Read Stage Fright Online

Authors: Christine Poulson

Stage Fright (13 page)

I couldn't help laughing in spite of the seriousness of the situation.

‘Of course I don't and neither does Stan. She's trying to wind you up, that's all. I should try to disguise that naked ambition if I were you. It's not very attractive.'

But he wasn't looking at me any more. And a moment later I realized why. The door behind me was creaking open.

‘What's going on here?' Kevin said.

Everyone looked at him. Stan was still standing next to Geoff with her hand on the camera. Kevin scanned our faces. ‘What's going on?' he asked again, looking at me.

‘It's nothing,' I said. ‘Really.'

‘Have you been causing trouble, Jake?' Kevin spoke quietly but there was something in his voice that made me glad the question wasn't addressed to me.

‘I haven't done anything, really I haven't.'

‘I hope that's true. Don't forget that I have a veto on this documentary. I'm not sure that I want you here at all now, not sure that it's still appropriate. But certainly if I hear so much as a whisper that you've been upsetting any of the cast, you are dead meat. Understand?'

To my relief Jake had enough sense not to say anything. He nodded and slipped out of the door. Geoff followed.

‘Are you really going to boot him out?' Stan asked. ‘I know he's a tiresome little bugger, but he'll be screwed if you do.'

‘Oh, Christ. I don't know. I'll have to think about it.' Kevin lifted a hand wearily to his head. ‘I'd almost forgotten what I came down for. Cass, could you go and see Fisher? He's up in Melissa's dressing-room. He wants to talk to you.'

*   *   *

I felt a nostalgic longing for a past that was only two days old. The dressing-room looked as if Melissa might walk in at any moment to take up the reins of her life. The make-up box was there and the small mirror on its stand. The same old pink cardigan with a frayed sleeve was hanging on the back of the door. Only one thing had changed: Fisher was now sitting where Melissa had sat. And yet as I looked around the room I wondered:
was
that the only thing that was different? I wasn't quite sure that everything was just as I had last seen it.

‘I wanted to ask you a bit more about that letter Miss Meadow showed you,' Fisher said.

‘Yes, of course.' I was still scanning the dressing-room. There was something, but what was it? Something missing or just something out of place?
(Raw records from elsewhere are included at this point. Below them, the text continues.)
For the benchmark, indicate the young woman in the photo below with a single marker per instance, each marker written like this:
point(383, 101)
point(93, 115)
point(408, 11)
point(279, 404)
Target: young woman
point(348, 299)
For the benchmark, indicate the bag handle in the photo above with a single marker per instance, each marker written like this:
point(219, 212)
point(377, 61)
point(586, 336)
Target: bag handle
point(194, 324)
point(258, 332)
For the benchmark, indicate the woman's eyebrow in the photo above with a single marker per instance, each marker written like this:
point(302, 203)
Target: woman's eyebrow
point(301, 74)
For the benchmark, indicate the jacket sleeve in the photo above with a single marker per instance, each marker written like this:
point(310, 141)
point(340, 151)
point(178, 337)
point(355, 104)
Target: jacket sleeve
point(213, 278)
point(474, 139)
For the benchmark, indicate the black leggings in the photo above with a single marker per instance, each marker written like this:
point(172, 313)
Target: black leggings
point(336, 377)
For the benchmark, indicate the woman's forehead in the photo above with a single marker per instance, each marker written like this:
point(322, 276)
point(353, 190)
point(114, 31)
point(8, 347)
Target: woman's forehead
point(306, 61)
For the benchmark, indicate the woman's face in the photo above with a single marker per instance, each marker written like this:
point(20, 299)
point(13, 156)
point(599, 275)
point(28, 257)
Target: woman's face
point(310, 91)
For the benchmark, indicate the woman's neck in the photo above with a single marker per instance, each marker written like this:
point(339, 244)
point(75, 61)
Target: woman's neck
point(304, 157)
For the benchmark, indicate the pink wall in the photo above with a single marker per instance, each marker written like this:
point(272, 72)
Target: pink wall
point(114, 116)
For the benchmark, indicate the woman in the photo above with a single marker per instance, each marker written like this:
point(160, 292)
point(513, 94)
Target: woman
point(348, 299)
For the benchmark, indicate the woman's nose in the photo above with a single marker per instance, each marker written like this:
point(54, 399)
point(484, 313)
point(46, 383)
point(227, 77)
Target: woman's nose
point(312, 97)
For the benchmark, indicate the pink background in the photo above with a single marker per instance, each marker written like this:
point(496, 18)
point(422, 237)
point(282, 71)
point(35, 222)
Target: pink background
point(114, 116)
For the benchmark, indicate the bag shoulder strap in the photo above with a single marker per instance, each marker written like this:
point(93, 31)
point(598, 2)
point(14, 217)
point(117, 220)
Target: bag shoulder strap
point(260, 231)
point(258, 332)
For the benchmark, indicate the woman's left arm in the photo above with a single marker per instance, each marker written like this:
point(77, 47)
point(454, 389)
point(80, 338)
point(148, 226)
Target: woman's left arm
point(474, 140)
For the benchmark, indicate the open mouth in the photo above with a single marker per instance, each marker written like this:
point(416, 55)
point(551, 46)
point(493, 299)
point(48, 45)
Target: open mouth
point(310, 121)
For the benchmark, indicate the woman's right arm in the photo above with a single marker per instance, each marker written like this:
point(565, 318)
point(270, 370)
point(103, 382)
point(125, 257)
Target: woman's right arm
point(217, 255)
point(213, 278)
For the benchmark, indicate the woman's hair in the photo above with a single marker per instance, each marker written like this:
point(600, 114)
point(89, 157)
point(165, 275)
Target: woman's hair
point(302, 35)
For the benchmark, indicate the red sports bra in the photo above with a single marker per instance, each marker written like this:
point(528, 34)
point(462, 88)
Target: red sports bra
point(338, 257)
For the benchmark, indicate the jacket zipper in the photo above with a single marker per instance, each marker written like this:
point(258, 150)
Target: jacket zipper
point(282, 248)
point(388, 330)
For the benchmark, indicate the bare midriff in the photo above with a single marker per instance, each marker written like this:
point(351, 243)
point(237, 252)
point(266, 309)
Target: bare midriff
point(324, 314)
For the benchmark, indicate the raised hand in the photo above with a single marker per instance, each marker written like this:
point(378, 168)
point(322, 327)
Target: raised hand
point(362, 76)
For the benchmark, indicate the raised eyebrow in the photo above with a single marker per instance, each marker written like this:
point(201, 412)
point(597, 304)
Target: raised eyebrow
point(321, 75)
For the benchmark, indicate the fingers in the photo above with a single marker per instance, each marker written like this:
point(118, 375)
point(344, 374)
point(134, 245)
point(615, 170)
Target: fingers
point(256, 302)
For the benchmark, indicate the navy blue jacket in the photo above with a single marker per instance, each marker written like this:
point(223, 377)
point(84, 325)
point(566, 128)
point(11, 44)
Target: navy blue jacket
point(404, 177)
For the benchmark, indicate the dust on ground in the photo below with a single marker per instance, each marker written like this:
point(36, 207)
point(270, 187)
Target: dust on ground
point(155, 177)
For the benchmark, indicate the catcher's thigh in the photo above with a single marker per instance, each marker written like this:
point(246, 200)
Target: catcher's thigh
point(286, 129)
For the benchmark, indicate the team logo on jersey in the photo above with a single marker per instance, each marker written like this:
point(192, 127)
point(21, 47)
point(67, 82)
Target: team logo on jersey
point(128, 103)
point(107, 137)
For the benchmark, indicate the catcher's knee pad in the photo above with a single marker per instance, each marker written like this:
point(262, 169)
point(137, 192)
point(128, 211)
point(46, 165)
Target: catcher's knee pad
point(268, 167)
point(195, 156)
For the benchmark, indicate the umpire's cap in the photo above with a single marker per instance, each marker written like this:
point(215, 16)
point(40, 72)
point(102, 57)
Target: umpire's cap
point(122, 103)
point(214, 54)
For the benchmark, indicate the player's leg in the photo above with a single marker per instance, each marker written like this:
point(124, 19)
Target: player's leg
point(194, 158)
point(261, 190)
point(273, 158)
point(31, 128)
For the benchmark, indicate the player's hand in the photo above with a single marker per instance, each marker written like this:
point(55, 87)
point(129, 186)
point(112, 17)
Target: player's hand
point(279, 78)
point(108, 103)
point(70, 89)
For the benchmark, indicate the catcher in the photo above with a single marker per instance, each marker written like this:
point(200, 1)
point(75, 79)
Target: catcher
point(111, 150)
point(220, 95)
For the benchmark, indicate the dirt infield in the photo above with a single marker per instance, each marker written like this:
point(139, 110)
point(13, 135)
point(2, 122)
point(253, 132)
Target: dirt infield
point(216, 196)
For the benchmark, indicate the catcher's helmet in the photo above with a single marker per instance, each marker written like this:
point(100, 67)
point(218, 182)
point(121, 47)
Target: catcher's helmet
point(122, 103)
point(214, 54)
‘What's the matter?' he asked.

‘What? Oh, nothing, sorry.' I gave him my full attention. ‘You wanted to know more about the letter?'

‘Mr Kingleigh hasn't been able to put his hand on it. It's not at the cottage. And it's not here either. We've just looked through the drawers. Mr Kingleigh says that his wife told him about the letter when he spoke to her the night before last on the phone. He didn't actually see it.'

I remembered my certainty that Kevin had first heard of the letter only when I mentioned it. I wondered if I should say something, but after all it was only an impression. Perhaps Melissa had told him about it. But why had she concealed it from him in the first place? I wondered again if the letter was from someone in Melissa's past.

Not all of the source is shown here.